LAURE BEAULIEU Je note tout de même qu’en faisant des enquêtes sur tous les secteurs, on trouve des spécificités, mais globalement, on dégage chaque fois les mêmes mécanismes de violence. Ce qui manque cruellement dans les médias, c’est l’analyse de ce qui crée ces mécanismes.
Une réaction classique des accusés est de contre-attaquer, en menaçant de porter plainte pour diffamation. Est-ce que ce risque décourage les journalistes ?
LAURE BEAULIEU Il faut d’abord noter que c’est une menace qui existe dans toutes les enquêtes, mais qui est spécifiquement brandie lorsqu’on parle de violences sexuelles. Quel·le rédacteur·ice en chef se dit : « On n’enquête pas sur un scandale de corruption à cause de la diffamation ? » Le dépôt de plainte pour diffamation relève de la procédure-bâillon : en menaçant de saisir la justice, on cherche à intimider la personne qui porte des accusations ou le ou la journaliste qui a enquêté. Mais les directeur·ices de rédaction brandissent aussi cette menace comme argument face à des journalistes pour leur demander toujours plus de preuves, voire pour justifier la non-publication d’une enquête. Pourtant, dans le fond, ce qui les inquiète vraiment, c’est la réputation du média. Dans le milieu journalistique, on s’est longtemps référé à l’enquête sur Nicolas Hulot publiée en 2018 par le magazine Ebdo
Aujourd’hui, on assiste aussi à des attaques virulentes. Des mouvements masculinistes très puissants, par exemple, cherchent à polariser le débat, et se livrent à du harcèlement en ligne, aussi bien à l’égard des victimes que des journalistes. Les pigistes
LÉNAÏG BREDOUX Faire partie d’un collectif, comme c’est le cas à Mediapart, change tout : on fait face ensemble. On est aussi protégé·es par des avocat·es et on sait à quoi s’attendre. Ça ne veut pas dire que c’est facile. J’ai déjà été prise à partie par des avocat·es très virulent·es lors de procès qui ont eu lieu à la suite d’enquêtes que j’avais menées, et ce n’est jamais agréable. Je n’en tire ni gloire ni plaisir.
Les journalistes qui traitent des violences sexistes et sexuelles sont aussi exposé·es à des récits très durs. Comment limiter cet impact psychologique ?

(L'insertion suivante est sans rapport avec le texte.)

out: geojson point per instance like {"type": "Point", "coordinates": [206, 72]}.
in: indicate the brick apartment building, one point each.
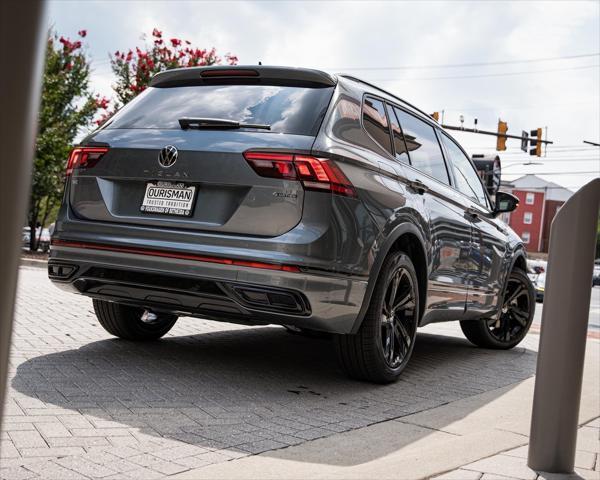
{"type": "Point", "coordinates": [539, 200]}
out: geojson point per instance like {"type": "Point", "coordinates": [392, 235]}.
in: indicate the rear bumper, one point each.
{"type": "Point", "coordinates": [232, 293]}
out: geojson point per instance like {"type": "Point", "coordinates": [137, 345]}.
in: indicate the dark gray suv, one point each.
{"type": "Point", "coordinates": [267, 195]}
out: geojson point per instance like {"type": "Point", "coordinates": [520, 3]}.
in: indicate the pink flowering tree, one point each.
{"type": "Point", "coordinates": [134, 68]}
{"type": "Point", "coordinates": [68, 107]}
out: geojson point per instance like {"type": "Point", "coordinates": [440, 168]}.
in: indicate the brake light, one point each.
{"type": "Point", "coordinates": [229, 72]}
{"type": "Point", "coordinates": [314, 173]}
{"type": "Point", "coordinates": [83, 157]}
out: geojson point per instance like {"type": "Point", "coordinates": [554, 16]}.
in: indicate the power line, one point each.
{"type": "Point", "coordinates": [471, 64]}
{"type": "Point", "coordinates": [597, 172]}
{"type": "Point", "coordinates": [506, 74]}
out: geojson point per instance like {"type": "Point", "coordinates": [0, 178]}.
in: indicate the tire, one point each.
{"type": "Point", "coordinates": [367, 355]}
{"type": "Point", "coordinates": [510, 328]}
{"type": "Point", "coordinates": [126, 322]}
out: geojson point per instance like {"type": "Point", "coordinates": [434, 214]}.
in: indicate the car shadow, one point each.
{"type": "Point", "coordinates": [252, 390]}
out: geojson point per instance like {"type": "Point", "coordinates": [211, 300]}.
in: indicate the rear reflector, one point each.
{"type": "Point", "coordinates": [83, 157]}
{"type": "Point", "coordinates": [181, 256]}
{"type": "Point", "coordinates": [314, 173]}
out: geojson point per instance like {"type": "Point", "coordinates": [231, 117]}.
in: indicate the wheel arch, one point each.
{"type": "Point", "coordinates": [518, 260]}
{"type": "Point", "coordinates": [407, 238]}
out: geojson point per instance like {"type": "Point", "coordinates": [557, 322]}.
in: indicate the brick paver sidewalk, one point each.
{"type": "Point", "coordinates": [512, 464]}
{"type": "Point", "coordinates": [84, 405]}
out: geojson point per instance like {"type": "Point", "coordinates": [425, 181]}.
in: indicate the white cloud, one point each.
{"type": "Point", "coordinates": [382, 34]}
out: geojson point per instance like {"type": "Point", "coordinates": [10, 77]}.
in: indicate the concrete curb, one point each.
{"type": "Point", "coordinates": [33, 262]}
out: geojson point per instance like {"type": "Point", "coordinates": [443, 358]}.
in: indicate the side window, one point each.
{"type": "Point", "coordinates": [467, 180]}
{"type": "Point", "coordinates": [376, 123]}
{"type": "Point", "coordinates": [397, 136]}
{"type": "Point", "coordinates": [423, 146]}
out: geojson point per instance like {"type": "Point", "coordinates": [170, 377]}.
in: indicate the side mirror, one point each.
{"type": "Point", "coordinates": [505, 202]}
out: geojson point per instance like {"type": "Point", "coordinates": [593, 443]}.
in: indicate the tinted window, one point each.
{"type": "Point", "coordinates": [376, 123]}
{"type": "Point", "coordinates": [423, 146]}
{"type": "Point", "coordinates": [296, 110]}
{"type": "Point", "coordinates": [467, 180]}
{"type": "Point", "coordinates": [399, 145]}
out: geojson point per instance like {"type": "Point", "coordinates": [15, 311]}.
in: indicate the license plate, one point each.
{"type": "Point", "coordinates": [169, 198]}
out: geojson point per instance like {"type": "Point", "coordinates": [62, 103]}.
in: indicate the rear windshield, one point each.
{"type": "Point", "coordinates": [295, 110]}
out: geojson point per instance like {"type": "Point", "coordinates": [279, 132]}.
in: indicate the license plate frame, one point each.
{"type": "Point", "coordinates": [179, 203]}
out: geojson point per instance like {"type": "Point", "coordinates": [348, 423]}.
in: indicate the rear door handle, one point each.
{"type": "Point", "coordinates": [472, 212]}
{"type": "Point", "coordinates": [418, 186]}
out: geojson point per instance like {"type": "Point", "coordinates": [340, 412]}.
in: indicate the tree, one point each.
{"type": "Point", "coordinates": [67, 107]}
{"type": "Point", "coordinates": [135, 68]}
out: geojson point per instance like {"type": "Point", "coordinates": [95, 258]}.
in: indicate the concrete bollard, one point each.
{"type": "Point", "coordinates": [563, 333]}
{"type": "Point", "coordinates": [19, 96]}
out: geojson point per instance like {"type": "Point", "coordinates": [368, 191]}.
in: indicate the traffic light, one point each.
{"type": "Point", "coordinates": [501, 139]}
{"type": "Point", "coordinates": [535, 141]}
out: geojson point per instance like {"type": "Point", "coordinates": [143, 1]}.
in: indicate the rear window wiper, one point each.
{"type": "Point", "coordinates": [217, 123]}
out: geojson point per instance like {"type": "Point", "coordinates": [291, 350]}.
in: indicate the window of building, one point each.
{"type": "Point", "coordinates": [423, 146]}
{"type": "Point", "coordinates": [530, 198]}
{"type": "Point", "coordinates": [375, 122]}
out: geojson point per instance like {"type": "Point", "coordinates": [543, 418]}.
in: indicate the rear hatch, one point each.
{"type": "Point", "coordinates": [174, 156]}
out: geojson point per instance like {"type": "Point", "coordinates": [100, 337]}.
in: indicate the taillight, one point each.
{"type": "Point", "coordinates": [83, 157]}
{"type": "Point", "coordinates": [314, 173]}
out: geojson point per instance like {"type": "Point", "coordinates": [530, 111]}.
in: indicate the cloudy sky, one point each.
{"type": "Point", "coordinates": [532, 64]}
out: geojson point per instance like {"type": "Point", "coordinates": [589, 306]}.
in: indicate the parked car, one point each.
{"type": "Point", "coordinates": [267, 195]}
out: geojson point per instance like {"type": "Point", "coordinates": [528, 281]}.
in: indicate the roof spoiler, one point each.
{"type": "Point", "coordinates": [243, 74]}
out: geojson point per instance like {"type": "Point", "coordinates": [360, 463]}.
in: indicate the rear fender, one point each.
{"type": "Point", "coordinates": [380, 256]}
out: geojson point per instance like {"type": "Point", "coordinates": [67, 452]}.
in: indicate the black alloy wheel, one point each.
{"type": "Point", "coordinates": [383, 345]}
{"type": "Point", "coordinates": [510, 326]}
{"type": "Point", "coordinates": [398, 322]}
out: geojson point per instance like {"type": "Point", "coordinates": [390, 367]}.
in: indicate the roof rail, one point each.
{"type": "Point", "coordinates": [255, 74]}
{"type": "Point", "coordinates": [356, 79]}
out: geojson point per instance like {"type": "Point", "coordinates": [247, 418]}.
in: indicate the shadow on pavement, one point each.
{"type": "Point", "coordinates": [257, 389]}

EMMANUELLE DANCOURT On parle ici du traumatisme vicariant, ce choc qu’on vit en écoutant des récits très violents, même si on n’est pas victime directement
LAURE BEAULIEU Le traumatisme vicariant reste trop méconnu en France. Tout comme le risque de stress post-traumatique, dont on ne parle que depuis cinq ans environ, mais qui existe aussi dans le cadre de ces enquêtes. Quant à la supervision psychologique, elle est récente dans le journalisme et trop peu répandue. Ça ne fait pas partie de la culture du métier. Pourtant, il est essentiel de faire appel à des psychologues, spécialistes du psychotrauma de surcroît, pour accompagner ces situations.
Ce qui aide aussi, c’est le débriefing à chaud ou encore, les réunions en présentiel, avec du contact physique. Il faut également déléguer les retranscriptions d’entretiens, car les réécouter dix fois fait courir un risque énorme de traumatisme. Enfin, il importe de pouvoir couvrir aussi d’autres types de sujets, moins lourds à évoquer. Rappelons-le : ce sont surtout des journalistes femmes qui portent le travail émotionnel lié au traitement des violences sexuelles. Beaucoup de leurs homologues masculins ont déserté ces thématiques quelques années après que #MeToo a éclaté.
LÉNAÏG BREDOUX Le collectif joue, là encore, un rôle essentiel : on peut enquêter à plusieurs, partager ses doutes et ses difficultés. Ça protège. Depuis 2021, l’ensemble des journalistes qui travaillent régulièrement avec la rédaction de Mediapart ont aussi accès à une psychologue spécialisée, qui peut être consultée pour le traitement des sujets difficiles. Au-delà de notre média, pour tous les pigistes, il existe un dispositif créé par le groupe Audiens [le régime de prévoyance et santé du secteur des médias] permettant de financer une aide psychologique, y compris pour des enquêtes sur les violences sexistes et sexuelles, mais il est peu connu. Quand on écrit ce genre d’articles, ce qui est dur, ce n’est pas seulement d’écouter les récits, c’est aussi la mécanique de l’enquête – demander des preuves aux victimes, insister pour obtenir les informations exactes tout en ménageant la personne… Il faut que les rédactions reconnaissent que c’est normal d’être affecté·e et respectent leur obligation légale de protéger leurs salarié·es. Enfin, il faut accepter de lever le pied quand c’est trop. Ce n’est pas un aveu de faiblesse, c’est une nécessité.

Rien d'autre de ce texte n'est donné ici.